多くを説明する必要はないと思いますが、緊縮財政は財政による有効需要を減少させますので、景気にはマイナス効果を持っています。ソロス氏の指摘は、欧州諸国の緊縮財政によるごく当然のマクロ経済政策的マイナス効果を指摘したものです。

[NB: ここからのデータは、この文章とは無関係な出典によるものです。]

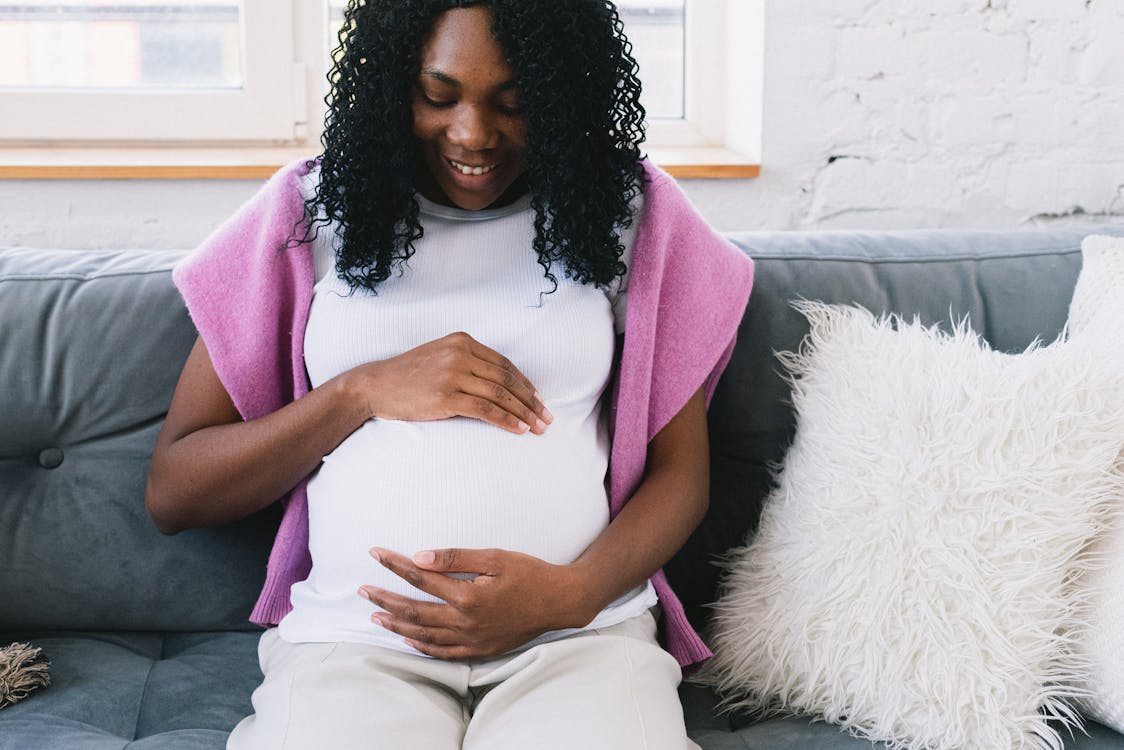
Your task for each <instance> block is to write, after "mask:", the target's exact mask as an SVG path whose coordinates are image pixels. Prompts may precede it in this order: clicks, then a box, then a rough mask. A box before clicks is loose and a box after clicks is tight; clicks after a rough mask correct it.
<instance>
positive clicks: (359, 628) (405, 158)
mask: <svg viewBox="0 0 1124 750" xmlns="http://www.w3.org/2000/svg"><path fill="white" fill-rule="evenodd" d="M342 39H343V42H342V46H341V49H339V51H337V53H338V56H337V63H336V65H335V69H334V70H333V72H332V81H333V94H332V98H330V105H329V112H328V116H327V121H326V129H325V135H324V139H323V145H324V151H323V153H321V154H320V155H319V156H318V157H316V159H312V160H308V161H300V162H297V163H293V164H291V165H289V166H287V168H284V169H282V170H281V171H280V172H279V173H278V174H277V175H274V177H273V178H272V179H271V180H270V181H269V182H268V183H266V184H265V187H264V188H262V190H261V191H259V193H257V195H256V196H254V197H253V198H252V199H251V200H250V201H248V202H247V204H246V205H245V206H244V207H243V208H242V209H241V210H239V211H238V213H237V214H236V215H235V216H234V217H232V218H230V219H229V220H228V222H227V223H226V224H224V225H223V226H221V227H220V228H219V229H218V231H216V232H215V233H214V234H212V235H211V236H210V237H209V238H208V240H207V241H206V242H205V243H203V244H202V245H201V246H200V247H199V249H198V250H197V251H196V252H194V253H193V254H192V255H191V256H189V257H188V259H187V260H185V261H184V262H183V263H182V264H181V265H180V266H179V268H178V269H176V270H175V274H174V279H175V282H176V284H178V287H179V289H180V290H181V292H182V293H183V297H184V299H185V301H187V305H188V308H189V310H190V313H191V316H192V319H193V320H194V323H196V325H197V327H198V329H199V338H198V341H197V343H196V345H194V347H193V350H192V351H191V354H190V355H189V358H188V361H187V363H185V365H184V369H183V373H182V376H181V379H180V382H179V385H178V387H176V390H175V395H174V397H173V400H172V404H171V407H170V409H169V414H167V419H166V421H165V423H164V426H163V430H162V432H161V434H160V437H158V439H157V445H156V450H155V453H154V455H153V462H152V469H151V473H149V479H148V491H147V498H146V500H147V505H148V509H149V513H151V514H152V516H153V518H154V521H155V522H156V525H157V526H158V527H160V528H161V530H162V531H164V532H166V533H175V532H178V531H180V530H183V528H189V527H193V526H202V525H210V524H219V523H227V522H230V521H235V519H237V518H242V517H245V516H248V515H251V514H253V513H255V512H257V510H261V509H262V508H264V507H266V506H269V505H271V504H273V503H275V501H278V500H280V501H282V504H283V507H284V512H283V515H282V521H281V525H280V528H279V531H278V535H277V540H275V542H274V546H273V551H272V553H271V557H270V562H269V568H268V571H266V579H265V585H264V589H263V591H262V594H261V598H260V599H259V602H257V605H256V607H255V608H254V612H253V614H252V615H251V618H252V620H253V621H254V622H256V623H260V624H262V625H265V626H266V627H268V630H266V631H265V633H264V634H263V635H262V639H261V644H260V648H259V656H260V660H261V667H262V672H263V675H264V679H263V681H262V684H261V686H260V687H259V688H257V689H256V690H255V692H254V695H253V706H254V714H253V715H251V716H247V717H246V719H245V720H244V721H243V722H242V723H239V724H238V726H237V728H235V730H234V732H233V733H232V734H230V738H229V744H228V747H229V748H234V749H236V750H241V749H243V748H246V749H250V748H253V749H262V750H279V749H282V748H284V749H302V748H308V749H316V750H320V749H329V750H350V749H352V748H355V749H359V748H378V749H379V750H384V749H399V748H400V749H417V748H422V749H425V750H441V749H453V748H470V749H474V748H480V749H483V748H496V749H499V748H510V749H515V748H518V749H520V750H523V749H525V748H528V747H546V748H554V747H556V748H566V749H578V748H581V749H598V748H606V749H609V748H613V749H619V748H653V749H663V748H668V749H672V748H674V749H677V750H679V749H682V748H691V747H694V744H692V743H691V742H690V740H688V738H687V733H686V730H685V726H683V716H682V710H681V707H680V705H679V702H678V695H677V687H678V684H679V681H680V678H681V669H682V668H685V667H690V666H691V665H694V663H697V662H699V661H701V660H704V659H706V658H707V657H708V656H709V652H708V651H707V649H706V647H705V644H704V643H703V642H701V640H699V638H698V635H697V634H696V633H695V632H694V631H692V630H691V627H690V625H689V623H688V622H687V620H686V617H685V616H683V612H682V607H681V606H680V604H679V602H678V599H676V597H674V594H673V593H672V591H671V589H670V588H669V586H668V584H667V580H665V579H664V578H663V575H662V573H661V572H660V569H661V567H662V566H663V564H664V563H665V562H667V561H668V560H669V559H670V558H671V555H672V554H674V552H676V551H677V550H678V549H679V548H680V546H681V545H682V544H683V542H685V541H686V539H687V537H688V535H689V534H690V533H691V531H692V530H694V528H695V526H696V525H697V524H698V523H699V521H700V519H701V517H703V514H704V513H705V510H706V506H707V494H708V471H709V469H708V448H707V428H706V404H707V401H708V399H709V396H710V394H711V392H713V389H714V386H715V382H716V380H717V377H718V374H719V373H720V371H722V369H723V368H724V365H725V362H726V360H727V359H728V356H729V353H731V350H732V346H733V342H734V335H735V332H736V327H737V324H738V322H740V319H741V316H742V310H743V309H744V306H745V302H746V299H747V296H749V290H750V284H751V283H752V264H751V263H750V261H749V260H747V259H745V257H744V256H743V255H742V254H741V253H740V252H738V251H737V250H736V249H734V247H733V246H732V245H729V244H728V243H726V242H725V241H724V240H723V238H720V237H719V236H718V235H717V234H715V233H714V232H713V231H711V229H710V228H709V227H708V226H707V225H706V223H705V222H704V220H703V219H701V218H699V216H698V215H697V214H696V213H695V210H694V208H692V207H691V206H690V204H689V202H688V201H687V199H686V198H685V197H683V195H682V193H681V192H680V191H679V189H678V187H677V186H676V184H674V182H673V181H672V180H671V179H670V178H669V177H668V175H667V174H664V173H663V172H661V171H659V170H658V169H656V168H654V166H653V165H651V164H650V163H649V162H647V161H646V160H644V159H642V155H641V153H640V144H641V143H642V142H643V135H644V119H643V118H644V110H643V108H642V107H641V106H640V103H638V96H640V81H638V80H637V78H636V64H635V62H634V61H633V58H632V57H631V55H629V48H631V47H629V45H628V43H627V40H626V39H625V37H624V35H623V31H622V24H620V20H619V17H618V15H617V11H616V9H615V8H614V6H613V3H611V2H608V1H606V0H543V1H531V0H490V1H471V0H460V1H457V0H408V1H407V0H365V1H364V0H353V1H352V2H351V4H350V7H348V8H347V11H346V17H345V22H344V31H343V34H342ZM658 618H659V620H662V623H663V626H662V632H661V634H660V636H659V638H658V630H661V629H659V627H658ZM661 640H662V645H661Z"/></svg>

「現在の欧州危機の方が08年の金融のメルト・ダウンより深刻で、一行でも欧州の銀行が破綻すれば、その影響は全世界に及ぶ」という発言は、相当に悲観的です。

「新興国は先進国に比べ影響を受けにくい」という「新興国」は、おそらくは中国のことでしょうが、どうでしょう。結構怪しいと当室は見ていますが・・・。


(以下、引用)
◆ソロス氏:世界経済は「悪性」のデフレ循環に直面(ウォールストリートジャーナル日本版より)
2012年 1月 10日

【バンガロール】米国の著名投資家ジョージ・ソロス氏は9日、ユーロ圏の国々が財政赤字抑制のため支出を大幅に削減していることなどから需要の低迷や価格の下落が世界規模で起こり、世界経済は「悪性」のデフレ循環入りしつつあると警告した。

インドの大富豪アジム・プレムジ氏が当地に創立した大学で行われた講演で発言したもので、ソロス氏は、たとえ現在の債務危機を乗り越えられたとしても、国家債務削減のための諸策で、ユーロ圏は「過酷なまでの緊縮財政」の時代が当分続くことになる、と予想した。

ソロス氏は、現在のユーロ圏では欧州金融安定基金(EFSF)が財政の中心的な存在となっているとした上で、この基金をどう使い、その際の財政政策の条件をどうするかドイツなどの資金拠出国が握っている、と指摘した。

同氏はユーロ圏の現在の危機は、2008年の世界金融・経済危機を乗り切るために民間部門融資が減少したのを公的融資で補うため多額の国債を発行したことが原因で「国債の乱発が、今やその健全性に疑問を抱かせる結果になった」と話した。

さらに同氏は、現在の欧州危機の方が08年の金融のメルト・ダウンより深刻で、一行でも欧州の銀行が破綻すれば、その影響は全世界に及ぶと予想した。ただ、新興国は先進国に比べ影響を受けにくいと付け加えた。